Reviews

The Member of the Wedding

David Finkle on Joanne Woodward’s staging of Carson McCullers’ classic at the Westport Country Playhouse.

Liz Morton, LaTanya Richardson Jackson, and Jack Metzger in The Member of the Wedding
(Photo © Michal Daniel)
Liz Morton, LaTanya Richardson Jackson, and Jack Metzger
in The Member of the Wedding
(Photo © Michal Daniel)

What’s wrong with The Member of the Wedding, Carson McCullers’ 1950 adaptation of her 1946 novel about 12-year-old Frankie Addams mooning with fathomless humor and pathos over her brother Jarvis’s impending nuptials? In the third act, the playwright feels the need to develop some drama within her stunningly observed slice-of-live work and then reports its aftermath in awkward, late-play exposition. What’s right with the comedy/drama? Everything else.

What’s wrong with director Joanne Woodward’s production of The Member of the Wedding at the Westport Country Playhouse? Because James Noone’s evocative representation of a house in a small Southern town leaves only a small downstage space to indicate the outdoors area, the opening scene is congested, with Frankie and other participants in the coming wedding literally tripping over each other as they mill about. (At least. that’s what happened on opening night.) What’s right with this staging of the play? Everything else.

In following chum Truman Capote’s advice to turn her tender and tough book into a stage piece, McCullers crafted with meticulous care what may be the best depiction of adolescent growing pains ever brought to the boards. Frankie (Liz Morton) is barely able to stand still or to keep her hands out of her recently cropped hair as she alternately taunts and plays up to family maid Berenice Sadie Brown (LaTanya Richardson Jackson), continually upbraiding the woman and seeking comfort from her while plotting to join big brother Jarvis (Brian Letscher) and his bride Janice (Dana Powers Acheson) on their honeymoon. Caught up in herself, the girl pays little attention to her young, doll-loving, hat-wearing cousin John Henry (Jack Metzger) or notices the problems that Berenice faces with her brother Honey Camden Brown (Edward O’Blenis), a disgruntled trumpeter. Indeed, Frankie — who has decided to change her name to F. Jasmine Adams — is too preoccupied in searching for “the we of me” to realize that she’s simply living through an awkward stage.

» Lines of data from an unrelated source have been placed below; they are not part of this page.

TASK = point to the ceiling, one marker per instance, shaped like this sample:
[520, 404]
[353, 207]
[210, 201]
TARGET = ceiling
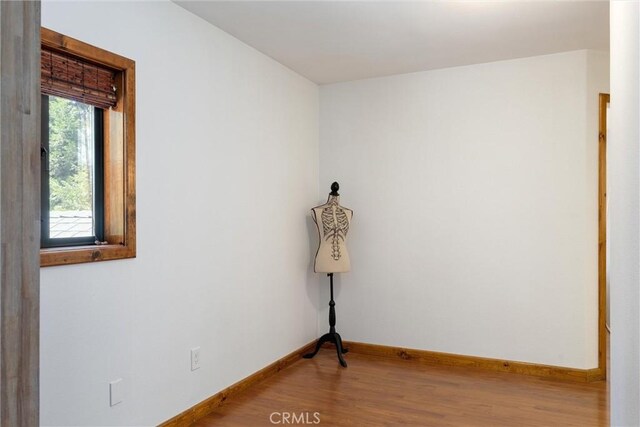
[333, 41]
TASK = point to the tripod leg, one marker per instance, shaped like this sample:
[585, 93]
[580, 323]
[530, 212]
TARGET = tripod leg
[340, 351]
[321, 340]
[339, 338]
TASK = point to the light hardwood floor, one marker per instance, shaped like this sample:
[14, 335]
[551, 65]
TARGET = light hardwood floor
[376, 391]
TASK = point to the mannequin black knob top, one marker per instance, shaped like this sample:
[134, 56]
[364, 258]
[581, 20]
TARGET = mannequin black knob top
[334, 189]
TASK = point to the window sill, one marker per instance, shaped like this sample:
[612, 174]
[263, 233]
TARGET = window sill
[83, 254]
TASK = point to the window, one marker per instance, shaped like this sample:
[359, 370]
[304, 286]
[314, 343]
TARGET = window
[88, 153]
[72, 195]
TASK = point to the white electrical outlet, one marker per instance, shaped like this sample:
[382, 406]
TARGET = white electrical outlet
[195, 358]
[115, 392]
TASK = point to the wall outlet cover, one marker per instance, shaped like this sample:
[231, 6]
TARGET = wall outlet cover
[115, 392]
[195, 358]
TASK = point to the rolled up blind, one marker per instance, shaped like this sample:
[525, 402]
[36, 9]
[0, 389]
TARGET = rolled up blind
[72, 78]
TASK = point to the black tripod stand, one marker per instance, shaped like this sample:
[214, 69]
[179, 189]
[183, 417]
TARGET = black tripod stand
[332, 336]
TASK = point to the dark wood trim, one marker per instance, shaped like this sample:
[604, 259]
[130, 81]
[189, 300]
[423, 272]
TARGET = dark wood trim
[602, 233]
[119, 160]
[448, 359]
[209, 405]
[19, 212]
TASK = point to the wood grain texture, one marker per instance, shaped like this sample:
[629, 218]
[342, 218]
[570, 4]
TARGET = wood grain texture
[447, 359]
[602, 232]
[384, 391]
[119, 159]
[209, 405]
[19, 212]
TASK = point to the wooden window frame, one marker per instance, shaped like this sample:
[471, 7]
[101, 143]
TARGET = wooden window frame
[119, 160]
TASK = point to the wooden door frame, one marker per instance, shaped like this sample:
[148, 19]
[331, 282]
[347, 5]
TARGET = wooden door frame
[604, 99]
[19, 213]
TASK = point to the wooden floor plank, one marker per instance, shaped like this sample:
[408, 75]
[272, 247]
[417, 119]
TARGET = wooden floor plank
[376, 391]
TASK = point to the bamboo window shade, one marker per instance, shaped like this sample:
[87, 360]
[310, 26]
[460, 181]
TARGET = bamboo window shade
[69, 77]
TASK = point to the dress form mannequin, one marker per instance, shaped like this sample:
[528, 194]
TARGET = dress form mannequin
[333, 222]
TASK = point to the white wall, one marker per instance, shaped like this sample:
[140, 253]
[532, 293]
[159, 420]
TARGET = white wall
[475, 198]
[227, 169]
[624, 176]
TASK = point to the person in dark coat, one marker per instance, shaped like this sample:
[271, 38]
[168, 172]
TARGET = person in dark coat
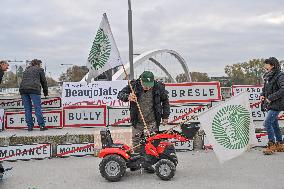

The beauty of The Member of the Wedding is in McCullers’ writing of the companionship that Frankie, Berenice, and John Henry provide for one another; they are integral to each other’s lives, and their bonding and bickering confirms the unspoken friendship pact. That’s where the true drama of the play resides, although there are meaningful digressions when Mr. Addams (Reed Birney) emits a racist slur and when Honey drops by with Berenice’s suitor, T. T. Williams (Michael W. Howell), to deliver some news. For the most part, Berenice suppresses her woes and caters wisely to the children — never more so than at the end of the second act, when Frankie and John Henry climb upon her lap and she sings a chorus of “His Eye is on the Sparrow.” (This particular 10-minute sequence is McCullers’ challenge to strong men who claim that nothing makes them cry.)

The play is all the more astonishing for McCullers’ skill at capturing the nuances of Frankie’s abrupt mood changes and John Henry’s languid behavior during a couple of hot summer days. These two have the short-term concentration problems common to their age groups, and Berenice has the long-abiding temperament of grown-ups who associate regularly with children. This isn’t to say that Berenice keeps her mouth shut when Frankie steps out in the fringed dress that she’s selected for the wedding ceremony. (Costume designer Laurie Churba outdoes herself with this item and amuses with John Henry’s funny-hat collection.)

Some plays are famous for the original performances, and The Member of the Wedding is one of them. Anyone taking on its three major roles is held up to the standards set by Julie Harris, whose Frankie Addams put her on the map; Ethel Waters, who took the title of her autobiography from the song that she sang as the loving, generous Berenice; and Brandon de Wilde, whose John Henry was as natural as the sunrise. But this cast comes as close to their celebrated predecessors — all of whom also starred in the 1952 film version — as any picky reviewer could wish. Morton has mastered a pre-teen’s nervous mannerisms; her mercurial changes of mood, the way she angles her thin body and fidgets with her mop-top, all peg Frankie as pent-up in that recognizable way for which the only cure is time. Jackson, whose plumpness signals reassurance, is acerbic when necessary and calming when called for. Metzger is near-perfect as the dawdling, distracted, needy John Henry. What’s wrong with these performances? Nothing other than the fact that they’re not scheduled to be seen in Manhattan. Not yet, anyway.